Learning Ruby on Rails
Wow, Ruby and Ruby on Rails is a different animal. What I like about it is that it's monolithic and self-contained and what I don't like about it is that it's monolithic and self-contained. What I mean by this is that Ruby and Ruby on Rails is so different and in its own world, it practically forces you to specialize in it. Specialization is very dangerous thing for software developers because software technologies are constantly and rapidly changing and therefore skills in high demand today could, and most likely, as all things, dry up tomorrow. When you are forced to look to another skill, it's always the "years of experience" over "acquired skills" that count. What hiring managers always fail to understand is that software engineering is software engineering, no matter the programming language, framework or methodology. Blah.I few Ruby/Rails ways of doing things
-Ruby likes to call what are well-known as an object's "properties" object "attributes."-Rails has a million short-cuts to do the same thing that really only saves a few characters of typing.
-Ruby and Node.js have many similarities so you have to wonder which came first. I'm guessing Ruby. After that, one has to wonder which came first Ruby or Python. IDC.

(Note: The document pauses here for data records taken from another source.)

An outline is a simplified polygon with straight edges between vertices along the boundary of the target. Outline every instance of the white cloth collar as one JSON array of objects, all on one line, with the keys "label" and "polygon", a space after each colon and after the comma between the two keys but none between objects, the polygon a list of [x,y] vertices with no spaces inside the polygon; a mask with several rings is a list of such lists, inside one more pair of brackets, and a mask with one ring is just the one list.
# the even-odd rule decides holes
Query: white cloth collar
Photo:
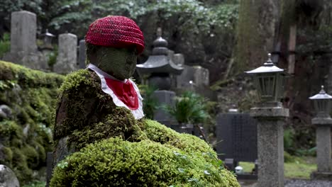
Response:
[{"label": "white cloth collar", "polygon": [[105,77],[119,81],[118,79],[117,79],[115,77],[114,77],[114,76],[108,74],[107,73],[103,72],[101,69],[99,69],[97,67],[96,67],[94,64],[89,64],[87,69],[92,69],[92,71],[94,71],[98,75],[98,76],[99,76],[100,81],[101,81],[101,90],[104,93],[109,94],[109,96],[111,96],[112,97],[113,102],[114,103],[114,104],[116,106],[125,107],[126,108],[130,110],[131,111],[131,113],[133,115],[135,119],[136,119],[136,120],[140,119],[143,117],[144,117],[144,113],[143,113],[143,102],[142,102],[143,98],[140,96],[140,90],[138,89],[138,87],[136,86],[136,84],[135,84],[134,81],[133,81],[131,79],[125,79],[123,81],[123,81],[123,82],[126,82],[127,81],[131,81],[131,84],[133,84],[133,86],[135,91],[136,91],[136,94],[137,94],[137,96],[138,96],[138,108],[137,108],[136,110],[131,110],[125,103],[123,103],[123,102],[122,102],[119,98],[118,98],[118,96],[116,96],[116,95],[114,94],[114,92],[112,91],[112,89],[111,89],[107,86],[106,81],[105,80]]}]

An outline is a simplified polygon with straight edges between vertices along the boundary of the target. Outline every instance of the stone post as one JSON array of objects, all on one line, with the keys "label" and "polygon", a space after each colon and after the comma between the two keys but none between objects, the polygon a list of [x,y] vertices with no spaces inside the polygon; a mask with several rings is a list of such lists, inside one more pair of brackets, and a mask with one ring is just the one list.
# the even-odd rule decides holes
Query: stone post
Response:
[{"label": "stone post", "polygon": [[86,59],[86,50],[85,50],[85,40],[79,40],[79,69],[85,69],[87,65],[85,64]]},{"label": "stone post", "polygon": [[331,127],[332,118],[315,118],[311,120],[315,125],[317,152],[317,171],[311,174],[311,178],[332,181],[332,162]]},{"label": "stone post", "polygon": [[35,14],[26,11],[11,13],[11,52],[35,52],[37,21]]},{"label": "stone post", "polygon": [[258,121],[258,187],[284,186],[284,128],[289,115],[281,103],[253,108]]},{"label": "stone post", "polygon": [[37,50],[35,13],[21,11],[11,13],[11,50],[4,60],[35,69],[48,69],[47,58]]},{"label": "stone post", "polygon": [[78,69],[77,37],[71,33],[59,35],[59,48],[54,71],[59,74],[70,73]]}]

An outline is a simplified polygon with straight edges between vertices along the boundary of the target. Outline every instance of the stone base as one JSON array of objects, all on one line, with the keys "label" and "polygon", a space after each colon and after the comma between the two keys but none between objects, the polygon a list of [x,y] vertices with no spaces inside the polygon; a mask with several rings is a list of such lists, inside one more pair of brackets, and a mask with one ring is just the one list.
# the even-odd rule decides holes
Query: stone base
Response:
[{"label": "stone base", "polygon": [[312,172],[310,175],[311,180],[324,180],[332,181],[332,172]]},{"label": "stone base", "polygon": [[252,108],[250,116],[254,118],[275,118],[289,116],[289,110],[282,107]]}]

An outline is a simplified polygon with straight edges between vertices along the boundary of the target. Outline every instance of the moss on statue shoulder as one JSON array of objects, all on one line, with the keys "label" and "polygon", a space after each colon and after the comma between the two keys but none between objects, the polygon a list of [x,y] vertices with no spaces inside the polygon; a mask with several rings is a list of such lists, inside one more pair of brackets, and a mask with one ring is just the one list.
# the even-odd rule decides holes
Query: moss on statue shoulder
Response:
[{"label": "moss on statue shoulder", "polygon": [[91,79],[89,71],[87,69],[79,69],[66,76],[60,91],[61,93],[72,89],[77,89],[80,85],[91,84]]},{"label": "moss on statue shoulder", "polygon": [[199,151],[216,155],[209,144],[196,136],[180,134],[155,120],[145,120],[144,124],[143,130],[152,141],[172,146],[187,152]]},{"label": "moss on statue shoulder", "polygon": [[[200,155],[202,155],[201,154]],[[234,176],[203,156],[150,140],[110,138],[57,164],[50,186],[239,186]]]}]

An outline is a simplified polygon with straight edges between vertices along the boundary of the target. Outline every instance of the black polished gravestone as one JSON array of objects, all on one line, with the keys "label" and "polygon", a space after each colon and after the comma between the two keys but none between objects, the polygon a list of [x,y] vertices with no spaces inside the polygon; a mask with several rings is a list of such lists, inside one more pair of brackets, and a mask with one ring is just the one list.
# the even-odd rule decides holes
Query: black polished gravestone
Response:
[{"label": "black polished gravestone", "polygon": [[[228,169],[235,171],[238,162],[257,163],[256,121],[249,114],[222,113],[217,116],[216,127],[216,152],[225,161]],[[257,165],[257,164],[255,164]],[[254,175],[240,178],[257,178],[257,166]]]}]

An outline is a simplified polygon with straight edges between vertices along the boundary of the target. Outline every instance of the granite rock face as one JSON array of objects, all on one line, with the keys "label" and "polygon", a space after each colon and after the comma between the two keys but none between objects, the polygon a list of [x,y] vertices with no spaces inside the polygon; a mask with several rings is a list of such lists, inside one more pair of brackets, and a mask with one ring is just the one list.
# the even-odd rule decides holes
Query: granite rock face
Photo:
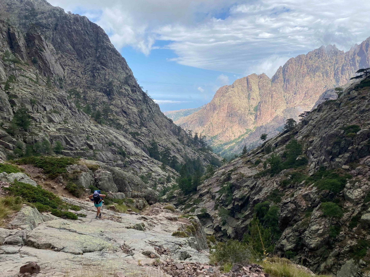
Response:
[{"label": "granite rock face", "polygon": [[335,45],[322,46],[289,59],[271,79],[262,73],[236,80],[220,88],[199,111],[175,123],[212,137],[214,145],[226,143],[222,153],[240,153],[245,144],[252,149],[262,143],[261,134],[271,137],[287,119],[297,122],[298,115],[310,110],[323,93],[322,98],[336,98],[333,90],[327,90],[347,83],[359,69],[370,66],[369,42],[370,38],[345,52]]},{"label": "granite rock face", "polygon": [[[276,223],[269,226],[278,225],[276,253],[293,253],[293,261],[316,273],[368,276],[366,257],[359,260],[356,255],[360,254],[354,252],[361,249],[366,253],[370,236],[369,79],[344,86],[339,98],[318,104],[291,131],[208,176],[190,198],[179,191],[172,201],[195,214],[207,235],[240,240],[249,232],[256,205],[267,201],[276,212]],[[275,174],[266,172],[264,167],[270,168],[272,157],[286,160],[287,146],[294,141],[302,147],[296,160],[307,162],[280,168]],[[320,172],[334,174],[323,183],[329,187],[316,185],[324,179],[315,177]],[[329,188],[339,184],[333,179],[337,174],[346,177],[334,191]],[[329,211],[326,202],[331,202]]]},{"label": "granite rock face", "polygon": [[[112,192],[130,191],[141,175],[151,174],[150,184],[176,175],[149,157],[152,139],[180,163],[184,153],[205,164],[220,160],[189,146],[185,131],[161,112],[104,30],[86,17],[43,0],[2,1],[0,16],[0,56],[19,61],[14,69],[0,60],[0,158],[13,155],[20,141],[60,141],[64,155],[123,170],[100,172],[99,184]],[[6,130],[21,104],[32,124],[11,136]],[[91,116],[98,110],[101,117]],[[94,184],[88,177],[80,178],[85,187]]]}]

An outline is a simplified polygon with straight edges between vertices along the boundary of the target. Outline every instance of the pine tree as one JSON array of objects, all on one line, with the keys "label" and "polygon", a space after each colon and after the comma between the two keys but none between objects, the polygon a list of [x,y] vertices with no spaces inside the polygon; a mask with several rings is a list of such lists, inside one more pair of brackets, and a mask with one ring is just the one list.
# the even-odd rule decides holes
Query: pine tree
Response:
[{"label": "pine tree", "polygon": [[161,153],[162,162],[166,165],[168,165],[169,164],[170,158],[171,157],[171,148],[169,147],[166,147]]},{"label": "pine tree", "polygon": [[295,127],[297,122],[292,118],[289,118],[286,120],[285,125],[284,126],[284,131],[292,131]]},{"label": "pine tree", "polygon": [[55,146],[54,147],[54,152],[57,154],[62,154],[62,150],[63,149],[63,146],[60,141],[57,141],[55,143]]},{"label": "pine tree", "polygon": [[265,133],[263,134],[261,134],[261,136],[259,137],[259,138],[261,139],[263,141],[265,141],[266,139],[267,139],[267,134]]},{"label": "pine tree", "polygon": [[194,142],[194,144],[196,145],[198,144],[198,143],[199,141],[199,137],[198,136],[198,133],[196,132],[194,134],[194,138],[193,138],[193,141]]},{"label": "pine tree", "polygon": [[244,147],[243,147],[243,151],[242,151],[242,155],[245,155],[247,154],[248,150],[247,150],[247,147],[244,144]]},{"label": "pine tree", "polygon": [[16,123],[24,130],[27,130],[31,125],[30,117],[27,113],[28,112],[28,109],[24,104],[21,103],[19,109],[14,113]]},{"label": "pine tree", "polygon": [[101,123],[101,113],[100,110],[97,110],[94,113],[94,119],[98,123]]},{"label": "pine tree", "polygon": [[158,150],[158,144],[153,139],[150,141],[150,146],[148,149],[149,152],[149,156],[157,160],[160,160],[159,150]]},{"label": "pine tree", "polygon": [[51,88],[51,79],[50,76],[48,76],[46,79],[46,86],[49,89]]}]

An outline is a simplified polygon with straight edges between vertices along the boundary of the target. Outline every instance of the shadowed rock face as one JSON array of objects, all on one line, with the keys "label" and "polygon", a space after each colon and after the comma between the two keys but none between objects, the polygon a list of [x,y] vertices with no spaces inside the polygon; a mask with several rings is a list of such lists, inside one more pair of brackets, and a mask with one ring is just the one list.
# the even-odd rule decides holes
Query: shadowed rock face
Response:
[{"label": "shadowed rock face", "polygon": [[[161,112],[104,30],[86,17],[66,13],[42,0],[2,1],[0,14],[0,55],[9,51],[21,62],[14,71],[11,63],[0,61],[0,158],[11,154],[20,139],[34,143],[46,139],[61,141],[65,155],[136,174],[152,172],[157,179],[168,173],[148,155],[152,138],[160,151],[169,147],[179,162],[185,153],[205,163],[219,158],[186,146],[185,131]],[[7,81],[6,88],[3,82]],[[72,89],[80,96],[71,95]],[[33,124],[27,133],[12,137],[4,128],[21,103]],[[101,112],[106,124],[83,112],[87,106]],[[129,156],[124,158],[121,150]],[[112,182],[105,177],[107,188]]]},{"label": "shadowed rock face", "polygon": [[[272,153],[265,152],[263,145],[236,158],[209,177],[190,199],[175,192],[176,206],[190,211],[196,205],[194,213],[207,235],[241,240],[248,232],[256,205],[268,201],[278,211],[275,226],[278,225],[281,232],[275,242],[278,253],[293,253],[290,258],[293,261],[316,272],[367,276],[368,262],[351,260],[356,260],[353,246],[369,236],[366,196],[370,193],[370,87],[359,87],[360,82],[366,81],[343,86],[344,92],[339,99],[318,104],[293,131],[268,140],[266,143],[272,147]],[[359,128],[356,132],[345,131],[353,125]],[[307,164],[272,176],[264,174],[263,162],[273,154],[283,157],[293,139],[302,147],[297,159],[307,158]],[[269,168],[270,162],[266,162]],[[315,183],[320,179],[309,178],[322,167],[352,178],[337,192],[320,188]],[[337,204],[343,215],[324,215],[323,204],[328,201]],[[223,218],[225,210],[228,214]],[[353,275],[345,275],[351,270]]]},{"label": "shadowed rock face", "polygon": [[213,145],[226,143],[221,149],[225,153],[239,153],[245,144],[252,149],[260,144],[261,133],[276,135],[287,119],[297,120],[325,90],[346,84],[359,68],[370,66],[369,42],[368,38],[346,52],[335,45],[322,46],[289,59],[271,79],[263,73],[238,79],[176,123],[212,137]]}]

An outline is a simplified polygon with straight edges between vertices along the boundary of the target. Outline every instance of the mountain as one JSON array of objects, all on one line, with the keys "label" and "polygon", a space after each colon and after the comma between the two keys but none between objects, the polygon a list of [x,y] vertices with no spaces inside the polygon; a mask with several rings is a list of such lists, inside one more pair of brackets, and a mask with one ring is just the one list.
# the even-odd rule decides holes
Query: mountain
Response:
[{"label": "mountain", "polygon": [[196,193],[169,199],[219,240],[317,273],[368,276],[370,78],[342,88],[290,130],[209,172]]},{"label": "mountain", "polygon": [[165,116],[168,118],[170,118],[174,121],[176,121],[179,120],[181,117],[187,116],[190,115],[200,110],[205,105],[203,105],[198,107],[197,108],[194,108],[193,109],[182,109],[178,110],[171,110],[168,112],[165,112],[163,113]]},{"label": "mountain", "polygon": [[309,111],[326,90],[347,83],[370,66],[370,38],[347,52],[322,46],[289,59],[271,79],[252,74],[224,86],[204,107],[175,122],[202,133],[221,154],[239,153],[261,143],[260,134],[277,134],[285,120]]},{"label": "mountain", "polygon": [[[151,176],[152,185],[177,174],[149,157],[152,140],[179,163],[185,156],[204,164],[219,160],[199,151],[161,112],[86,17],[44,0],[1,0],[0,14],[0,158],[27,149],[44,154],[60,142],[64,155]],[[20,129],[14,121],[22,110],[31,124]]]}]

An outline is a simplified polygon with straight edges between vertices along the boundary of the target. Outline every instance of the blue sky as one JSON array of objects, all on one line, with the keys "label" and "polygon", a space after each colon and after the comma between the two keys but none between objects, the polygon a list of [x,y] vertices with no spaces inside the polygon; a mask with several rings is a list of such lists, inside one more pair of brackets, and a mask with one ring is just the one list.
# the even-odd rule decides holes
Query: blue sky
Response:
[{"label": "blue sky", "polygon": [[101,26],[163,111],[196,107],[252,73],[370,36],[370,1],[50,0]]}]

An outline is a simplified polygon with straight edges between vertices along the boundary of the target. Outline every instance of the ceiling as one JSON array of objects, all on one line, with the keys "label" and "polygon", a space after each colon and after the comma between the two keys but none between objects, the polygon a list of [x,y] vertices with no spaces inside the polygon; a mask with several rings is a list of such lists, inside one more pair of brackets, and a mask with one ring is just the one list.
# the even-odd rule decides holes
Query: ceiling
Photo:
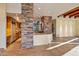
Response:
[{"label": "ceiling", "polygon": [[35,3],[34,16],[52,16],[54,19],[77,6],[78,3]]}]

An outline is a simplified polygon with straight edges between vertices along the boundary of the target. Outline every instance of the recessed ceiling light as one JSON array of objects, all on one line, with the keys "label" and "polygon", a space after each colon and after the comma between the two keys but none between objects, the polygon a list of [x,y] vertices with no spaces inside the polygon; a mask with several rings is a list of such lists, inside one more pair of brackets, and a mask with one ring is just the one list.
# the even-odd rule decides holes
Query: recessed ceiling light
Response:
[{"label": "recessed ceiling light", "polygon": [[40,10],[40,8],[38,8]]}]

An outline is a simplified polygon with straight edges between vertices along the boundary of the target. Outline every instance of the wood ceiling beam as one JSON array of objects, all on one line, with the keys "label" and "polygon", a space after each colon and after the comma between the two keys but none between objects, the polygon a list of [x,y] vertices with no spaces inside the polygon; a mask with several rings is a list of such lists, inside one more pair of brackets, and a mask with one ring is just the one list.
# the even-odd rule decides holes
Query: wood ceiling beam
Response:
[{"label": "wood ceiling beam", "polygon": [[79,6],[76,7],[76,8],[73,8],[73,9],[69,10],[66,13],[63,13],[63,14],[59,15],[58,17],[60,17],[60,16],[64,16],[64,17],[66,17],[66,16],[73,16],[76,13],[79,13]]},{"label": "wood ceiling beam", "polygon": [[68,16],[73,17],[73,16],[78,15],[78,14],[79,14],[79,10],[69,14]]}]

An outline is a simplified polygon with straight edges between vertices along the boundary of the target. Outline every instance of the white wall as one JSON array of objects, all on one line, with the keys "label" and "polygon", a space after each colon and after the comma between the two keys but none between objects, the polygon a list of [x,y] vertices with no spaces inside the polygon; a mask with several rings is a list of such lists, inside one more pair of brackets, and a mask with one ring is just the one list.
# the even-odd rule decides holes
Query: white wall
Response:
[{"label": "white wall", "polygon": [[8,13],[21,13],[21,3],[7,3]]},{"label": "white wall", "polygon": [[69,37],[75,36],[75,19],[59,17],[56,19],[56,36]]},{"label": "white wall", "polygon": [[6,48],[6,4],[0,3],[0,48]]}]

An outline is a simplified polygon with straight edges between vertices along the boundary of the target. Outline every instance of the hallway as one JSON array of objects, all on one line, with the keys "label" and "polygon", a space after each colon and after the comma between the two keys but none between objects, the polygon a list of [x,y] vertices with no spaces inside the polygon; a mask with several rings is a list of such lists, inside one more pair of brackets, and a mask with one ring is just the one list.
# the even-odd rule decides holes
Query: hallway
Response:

-Static class methods are defined/named with the prefix of "self."
-The Ruby gem that is a test suite product to test Ruby code, called RSpec, likes to refer to a "test case" or single "test" as an "example". This test suite gem likes to refer to "assertions" as "expectations." So far, I really like the RSpec gem except for its own terminology for what is well-known, industry-wide, nomenclature.
RSpec is like nothing you've seen before
RSpec is a test framework for testing Ruby programming language and Ruby on Rails applications. It seems to bend over backward trying to couch test implementation as if expressing paragraphs of English sentences. Unfortunately it uses a terminology that is not common to the software development industry - past or present (and I know a little about the past). It's a bit rough to wrap your brain around but I can see that you can get away with using a small subset of the specification to do a decent job at testing your ruby code.